What are the things that are of service to the ecosystem? To name a few — avoiding and reducing existing emissions, sequestering carbon in the soil, and planting pollinator habitats and buffers to promote biodiversity or improve water quality. All these practices lead to outcomes that are "invaluable" to society — clean air, clean water, and a lower risk of climate-related disasters. Some of these ecosystem benefits are easier to quantify than others. We have reached a point, it seems, where there is a general agreement that we should find ways to compensate farmers for their role in reducing carbon emissions. 

There is an ongoing debate about the nature of carbon or ecosystem markets, being focused largely on "net new" ecosystem benefits that meet the criteria of additionally, i.e. the reduction in emissions or sequestration would not have occurred without the additional financial incentive (market incentive, credit). This also means that markets can not incentivize producers that have been practicing regenerative agriculture for years.

What will motivate them to continue doing the right thing? We at Regrow get this question a lot.

There are more revenue opportunities and incentives than just carbon markets for producers who have adopted sustainability practices on their operations. To highlight two, which we believe are particularly promising: 

  • Sustainable or Identity Preserved (IP) commodities/products 
  • Low-carbon biofuels.

For example, farmers who have been using no-till practices, cover cropping and optimizing the rate and placement of fertilizers for years would have achieved a near-optimal emission factor for the commodities they grow, meaning that the same commodity grown somewhere else is more likely to have a higher emission factor. Being able to offer low emissions products to buyers is a very strong competitive advantage in a climate-concerned world. 

CPG and food companies have only so many ways to reduce the emissions associated with their products. Working with their existing farmers to implement sustainable practices such as regenerative agriculture is one viable option. Another option is finding supply sheds with lower emissions associated with the same quality product.

[Small plug, it is to address these two problems that we at Regrow developed our MRV and Sustainability Insights products.]

The same logic applies to the biofuels side. The lower the carbon intensity of the biofuel, the higher the price the farmer can get for it (within the limits of what the market can bear).

Industry transformation is dependent on training and enablement

The final theme, which cannot be emphasized enough, is that for the whole industry to get behind a new "green revolution", there is a lot of training required for folks interacting with farmers on the front lines of this revolution — crop advisors, precision ag managers in ag retail, grain buyers and others.

Many companies who have made sustainability a significant part of their farmer offering in the last two years are spending time educating their teams on the benefits of regenerative agriculture and highlighting ecosystem markets as an opportunity for farmers.

What does this practically entail, you ask? What do these partners need training on, if all the data is (likely) already there? Agronomy. Agronomy, or the science of soil management and crop production, is a cornerstone of any decision that touches soil or crops on the farm.
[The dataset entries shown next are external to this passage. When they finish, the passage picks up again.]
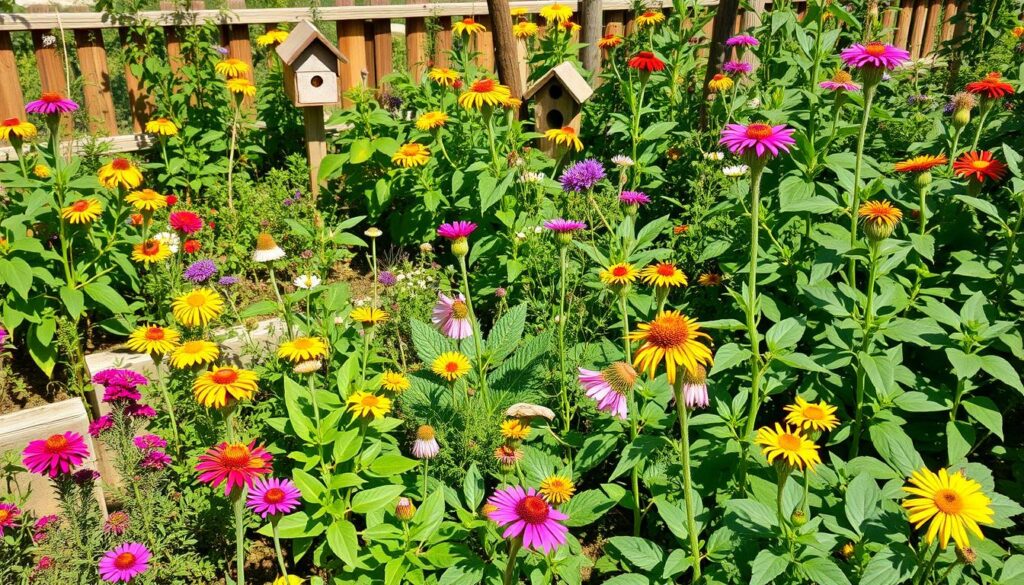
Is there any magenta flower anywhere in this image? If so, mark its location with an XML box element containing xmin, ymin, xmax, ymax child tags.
<box><xmin>840</xmin><ymin>41</ymin><xmax>910</xmax><ymax>70</ymax></box>
<box><xmin>246</xmin><ymin>477</ymin><xmax>302</xmax><ymax>518</ymax></box>
<box><xmin>430</xmin><ymin>293</ymin><xmax>473</xmax><ymax>339</ymax></box>
<box><xmin>22</xmin><ymin>430</ymin><xmax>89</xmax><ymax>477</ymax></box>
<box><xmin>99</xmin><ymin>542</ymin><xmax>150</xmax><ymax>583</ymax></box>
<box><xmin>725</xmin><ymin>35</ymin><xmax>761</xmax><ymax>47</ymax></box>
<box><xmin>719</xmin><ymin>122</ymin><xmax>797</xmax><ymax>158</ymax></box>
<box><xmin>25</xmin><ymin>91</ymin><xmax>78</xmax><ymax>116</ymax></box>
<box><xmin>437</xmin><ymin>221</ymin><xmax>476</xmax><ymax>240</ymax></box>
<box><xmin>487</xmin><ymin>486</ymin><xmax>569</xmax><ymax>553</ymax></box>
Regenerative agriculture prefers some agronomic practices to others, but it is still in essence based on agronomy.

When a farmer and their advisor are making agronomic decisions, they usually perform some ROI analysis and scenario planning. (At Regrow, we have built the MRV enrollment module to help with this.) They also need to know what entering into any of these market arrangements implies on a contractual and financial level in order to make an informed decision. Given that regenerative agriculture programs offered to farmers are quite new, and the incentives they are offering are promising but not yet at a point of being a "no brainer", farmers and their advisors need all the education on the programs as well as principles of regenerative agriculture that our industry can provide. 

These themes — establishing connectivity, taking advantage of ecosystem markets and enabling industry transformation — will be essential in empowering progress and innovation in precision agriculture.